Saturday, May 16, 2015

Where Seattle trends really come from

[Originally written February 2012]

The other day, I saw a sight that's probably just as common in your neck of the woods as it is in mine: a homeless man by the side of the highway off-ramp, holding up a faded cardboard sign which shared some of his personal troubles and added, "Anything helps, even a smile."

I worry a lot about the welfare of these folks. But I started thinking about him and about the many other homeless folks I've seen in and around Seattle, and I had a sudden epiphany. You know all those trends coming out of Seattle and the western U.S.? The ones that were at first edgy and are now ubiquitous? WELL THE HOMELESS STARTED THEM ALL, friends. They were ahead of these trends 20 to 40 years before anyone thought to popularize them.

Don't believe me? Fine, check this out:

  • The homeless "lived lightly on the land" and were using recyclable materials, especially brown paper and cardboard, before the ecology movement ever thought of getting started. They were into "roughing it" before Nike, The North Face or REI made it popular with everyone else.

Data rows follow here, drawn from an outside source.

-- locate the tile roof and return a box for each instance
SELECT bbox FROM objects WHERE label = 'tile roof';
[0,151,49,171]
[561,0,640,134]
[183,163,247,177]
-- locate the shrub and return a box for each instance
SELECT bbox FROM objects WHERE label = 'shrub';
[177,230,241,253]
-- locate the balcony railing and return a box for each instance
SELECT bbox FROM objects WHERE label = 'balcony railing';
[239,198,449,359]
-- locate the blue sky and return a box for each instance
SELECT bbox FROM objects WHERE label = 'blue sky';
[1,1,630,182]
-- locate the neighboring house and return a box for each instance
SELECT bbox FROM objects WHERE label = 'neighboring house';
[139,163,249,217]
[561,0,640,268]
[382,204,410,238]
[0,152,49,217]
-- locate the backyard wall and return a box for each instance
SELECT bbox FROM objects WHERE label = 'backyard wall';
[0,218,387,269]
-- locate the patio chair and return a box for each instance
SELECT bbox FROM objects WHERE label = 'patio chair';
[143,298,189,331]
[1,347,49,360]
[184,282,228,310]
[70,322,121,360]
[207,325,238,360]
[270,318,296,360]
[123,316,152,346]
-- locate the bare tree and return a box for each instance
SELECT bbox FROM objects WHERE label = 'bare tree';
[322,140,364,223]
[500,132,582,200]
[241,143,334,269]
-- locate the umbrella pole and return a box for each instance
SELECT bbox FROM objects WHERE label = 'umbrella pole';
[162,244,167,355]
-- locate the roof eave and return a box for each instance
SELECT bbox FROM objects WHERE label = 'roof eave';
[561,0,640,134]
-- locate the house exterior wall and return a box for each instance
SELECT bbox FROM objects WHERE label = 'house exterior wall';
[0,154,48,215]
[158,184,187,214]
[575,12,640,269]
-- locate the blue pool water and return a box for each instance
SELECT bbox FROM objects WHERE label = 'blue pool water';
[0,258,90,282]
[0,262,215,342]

They eschewed the use of cars before the gas crisis, preferring the ubiquitous (and completely hand-powered) grocery cart, and they were re-using plastic bags before the Seattle powers that be even thought of imposing a bag tax.
  • The homeless were wearing scruffy beards and thrift-store finds way before the Seattle grunge look took the world by storm. And the sometimes surprising noises they made were clear precursors to Kurt Cobain's mumbled and shrieked vocal stylings.
  • Long before people started wearing cell phones on their ears, the homeless were having inappropriately private conversations with unseen friends in public places. Before BlueTooth, they had NoTooth. (Unlimited minutes and no contracts. Why didn't we follow their example?)
  • The homeless were asking the American people to bail them out years before GM and the banks decided to follow their lead. And they had a "housing crisis" going on long before the rest of us worried about it.
  • Freegans! Think you're awesome and trendy for eating what others throw away? Forget it. The homeless beat you to the dumpsters more than three decades ago. And if you think Jerry Seinfeld popularized soup, you haven't been to a soup kitchen lately.
  • The homeless were "hanging out" in public before there was a term for it. They were people-watching years before the advent of "reality TV." And long before social media gripped the nation, the homeless were publicly announcing every passing thought to strangers and scrawling notes on walls for everyone to read.
  • Finally, well before the Occupy movement ever got going, you could look under any freeway overpass in Seattle, any night of the week, and find it fully occupied.
Feeling depressed yet, hipsters? Well, don't despair! If our government continues screwing things up, you'll be joining this ahead-of-the-curve trendsetting group very, very soon.